The Federal Reserve projects the economy to improve next year, with unemployment falling to 5.5 percent by the end of 2021

By August, the rate had already fallen to 8.4 percent, lifting hopes that the economy was finding its footing. The last time Fed policymakers released their projections in June, they expected the unemployment rate to fall to 9.3 percent by the end of the year, 6.5 percent by the end of 2021 and 5.5 percent by the end of 2022.

The Fed also said it would increase holdings of Treasury securities and agency mortgage-backed securities at the current pace. Fed leaders say these moves have staved off an even deeper financial crisis.

The Fed was quick to slash interest rates to zero in March, and Wednesday’s projections support widespread expectations that rates will remain low for some time. Most officials saw rates staying at zero through 2023, with a few policymakers projecting rate hikes by the end of that year.

“The COVID-19 pandemic is causing tremendous human and economic hardship across the United States and around the world,” policy makers said in a statement released Wednesday. “Economic activity and employment have picked up in recent months but remain well below their levels at the beginning of the year.”

Fed Chair Jerome H. Powell will appear at a news conference at 2:30 p.m. where he is expected to elaborate on the Fed’s thinking, where the economy is now and where the recovery could be headed.

The projections, which are completed anonymously by Fed policymakers, offer a snapshot into how Fed leaders think unemployment will trend in the years to come.

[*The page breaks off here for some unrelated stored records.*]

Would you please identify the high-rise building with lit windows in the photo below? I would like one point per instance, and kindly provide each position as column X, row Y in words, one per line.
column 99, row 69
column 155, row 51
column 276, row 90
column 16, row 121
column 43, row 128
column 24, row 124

But there is plenty the estimates do not account for.

For example, Congress is stalled on another massive stimulus bill, so the projections don’t factor in what the economic benefits of a rescue package might be, or how the absence of more aid could weigh on struggling households and businesses. Economists and policymakers also fear that the upcoming flu season, paired with a potential rise in coronavirus cases, could weigh on the broader recovery.

Fed policymakers expect rates to remain at zero “until labor market conditions have reached levels consistent with the Committee’s assessments of maximum employment and inflation has risen to 2 percent and is on track to moderately exceed 2 percent for some time,” according to the statement.

That’s due to the scale of the current crisis and the Fed’s new policy framework which signals that the central bank won’t increase interest rates to respond to low levels of unemployment, and that leaders won’t worry as much about low rates triggering a rise in prices. Still, the Fed has offered little concrete information on how the new framework will be put into practice, and Powell will likely be questioned on the Fed’s plans at his news conference.

The framework also allows for a temporary overshoot of the Fed’s 2 percent inflation target to balance out periods when inflation skirted below. According to the latest projections, officials did not see inflation topping 2 percent by the end of 2023, raising further questions about how the Fed expects prices to rise in such a way that the new strategy is put to the test.

The economy added 1.4 million jobs in August, an encouraging sign that people were able to go back to work after Powell warned that a summer surge in coronavirus cases was starting to slow the pace of the recovery. The auto and residential real estate sector have also posted strong sales. And retail sales figures released Wednesday showed positive signs for consumer spending.

But there’s a long way to go. Just over half of the 22 million total jobs lost between February and April have not returned. Many of the Fed’s interventions lift the stock market but do little for Americans who don’t hold investments. And as more time passes, many businesses teetering on the brink risk permanent closure.